Neither Kozarsky nor Akl advocates wearing surgical-style face masks to protect against infectious disease while traveling. Face masks are "unnecessary, and surely impractical," Akl says. Kozarsky adds that the person with the disease, not fellow passengers, should wear a mask to avoid spreading germs.
Nor should travelers fear the very air they breathe in the aircraft cabin. "Air handling on airplanes is quite good -- better than in most office buildings," Kozarsky says. "About 50 percent of the air on a commercial jet is fresh air from outside." The rest may be recycled, but it's filtered to remove as much as 99 percent of infectious particles, she says. Akl adds that "no evidence has been found that microbial contamination of cabin air entails a greater risk of disease transmission aboard a commercial aircraft than in any other public setting."
So what should we do?
A bit of planning can help protect you from all those lurking infections, the doctors say. Their tips:
· Start out healthy. Before you even book a flight, Kozarsky advises, "keep yourself in the best health you can. Eat well, rest, consume plenty of fluids." If you're in good health before you board a plane, you'll be less susceptible to whatever germs you may encounter onboard, she says.
· Get your shots. Kozarsky notes that over the past year a number of outbreaks of "vaccine-preventable" diseases such as measles and mumps and mosquito-borne diseases such as malaria have occurred in various parts of the globe. The CDC advises travelers to visit a travel clinic or their own physician four to six weeks before departure to get vaccinated or otherwise armed (with anti-malarial medication, for instance) against any diseases prevalent in the destination locale. These might include vaccination against whatever strain of influenza is circulating in that part of the world, Kozarsky says. For a list of clinics, go to the CDC's travel-health Web site, http:/
· Be careful what you put in your mouth. Akl points out that the greatest health risk on most journeys is traveler's diarrhea, caused by a variety of bacteria and parasites transmitted via contaminated food and water. "Depending on the country of destination," Akl says, "up to 50 percent or more of visitors may contract traveler's diarrhea." The CDC site listed above includes strategies for avoiding this particular plague, including drinking only bottled water, avoiding ice cubes and shunning fresh fruit except pieces whose peels you remove just before eating. (Think bananas.)

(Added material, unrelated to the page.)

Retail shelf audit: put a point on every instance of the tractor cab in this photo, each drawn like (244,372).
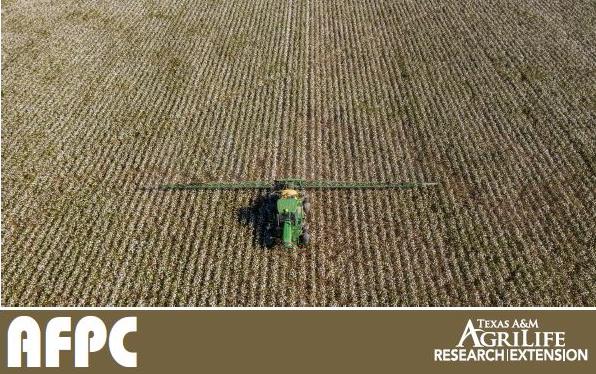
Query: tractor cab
(290,218)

· Wash your hands. Both Kozarsky and the CDC recommend frequent and thorough hand-washing, either with soap and water or with liquid sanitizer containing at least 60 percent alcohol to kill infectious bacteria. Many disease-causing bacteria and viruses are transmitted from an infected person's hand to a common surface (such as a handrail), where they're inadvertently picked up by a well person's hand. Stick that infected hand in your nose or mouth or use it to hold your food, and you may be sick soon.
· Pack a travel health kit. A few items, including hand sanitizer, antibiotic cream and insect repellent, can help keep you healthy when you're away from your medicine chest. The CDC travel-health site offers tips on what to pack. Kozarsky suggests going to the pharmacy before leaving town to stock up on your prescription medications and any over-the-counter medicines (those for headaches and diarrhea, for instance) you rely on that might be hard to find abroad.
· Consider purchasing trip cancellation insurance. If you do get sick, at least you won't be out all that money you spent on your trip. Compare policies at companies such as InsureMyTrip.com, and read the fine print carefully.